Ski Patrol sweeps Beaver Creek for safety
Beaver Creek, CO Colorado
BEAVER CREEK, Colorado ” Addy McCord skied slowly 50 yards down from the ski patrol hut at the top of the Cinch Express Lift at Beaver Creek, Colorado, looked to her right, saw another patroller waving his ski pole in the air and kept skiing.
“Closing,” McCord, the mountain’s ski patrol director, yelled while making sweeping turns across the Centennial trail.
It was after 4 p.m., the mountain had closed and McCord and every other member of the patrol were working their way down the hill systematically, making sure they were the only people on it.
“We view it as a courtesy to our guests,” McCord said. “Somebody skies or site-clears all the terrain ” anything that’s signed as a trail is cleared and swept.”
They use the term sweep, said McCord, because it describes the way they search the mountain.
“It’s called sweep because we sweep the trail,” she said. “We keep the guests in front of us.”
Everyday at 4:08 p.m., some of the Beaver Creek Ski Patrol leave the top of the main mountain and start the sweep. The rest of the patrol is “sweeping” Rose Bowl, Grouse Mountain, Larkspur Bowl, Bachelor Gulch and Arrowhead.
The process takes about half an hour on the main mountain, and longer at some of the other spots. There are a handful of checkpoints the patrollers stop at to make sure there aren’t any problems. If they see the person sweeping the trail next to them wave, they know nothing is wrong and to keep skiing to the next checkpoint.
“I think if someone has lived in a ski area they probably know (we do this),” McCord said. “A lot of our guests probably aren’t familiar with it.”
It’s not uncommon for people to report friends or family missing, McCord said. But the person usually isn’t missing on the mountain. More often, people get separated somewhere off the mountain, McCord said.
“Ninety-nine percent of the time we don’t find anything,” she said. “Most people know it’s getting dark and cold and want to leave.”
The patrollers did find a few people left on the mountain Monday.
After starting their search, someone from the bottom of the mountain radioed to the patrol that a father had reported his son missing and thought he was in the trees on the 4 Get About It run.

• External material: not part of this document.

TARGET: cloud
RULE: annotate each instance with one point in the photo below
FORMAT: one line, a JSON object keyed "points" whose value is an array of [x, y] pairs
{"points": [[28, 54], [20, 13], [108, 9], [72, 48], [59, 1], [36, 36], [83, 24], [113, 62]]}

A patroller was sweeping the Nastar ski racing trail next to 4 Get About It when he found a boy standing in the middle of the run. The boy had left his skis in the trees and walked to the trail. A patroller gave him a ride on a snowmobile down to the bottom of mountain where his parents were waiting.
Monday’s sweep also turned up a woman that had hurt her leg and needed help getting down the mountain, and a couple snowboarders that were still riding the halfpipe.
McCord considers sweeping the mountain one of the most important things ski patrollers do.
“It’s pretty high, even though we don’t have a lot of activity,” she said.
As part of safety week ” which ends Friday ” the ski patrol are inviting the public along with them while they sweep the mountain.
Local skier Clay Cammon joined the patrol on their sweep Monday.
“I was curious,” Cammon said. “It’s an important public service.”
The ski patrol also has a system to make sure everyone conducting the sweep makes it off the mountain. Inside the ski patrol locker room, each patroller has a magnet assigned to them that is either in an “on the mountain” or “off the mountain” column.
Once they’re done for the day, they move it to “off the mountain.”
“It’s also about the safety of the ski patrol,” McCord said.
Making the public aware of how and why things are done they way they are on the mountain has always been one of the biggest challenges for the ski patrol, McCord said.
“In the 28 years I’ve been ski patrolling, it’s the same,” she said. “It’s the education.”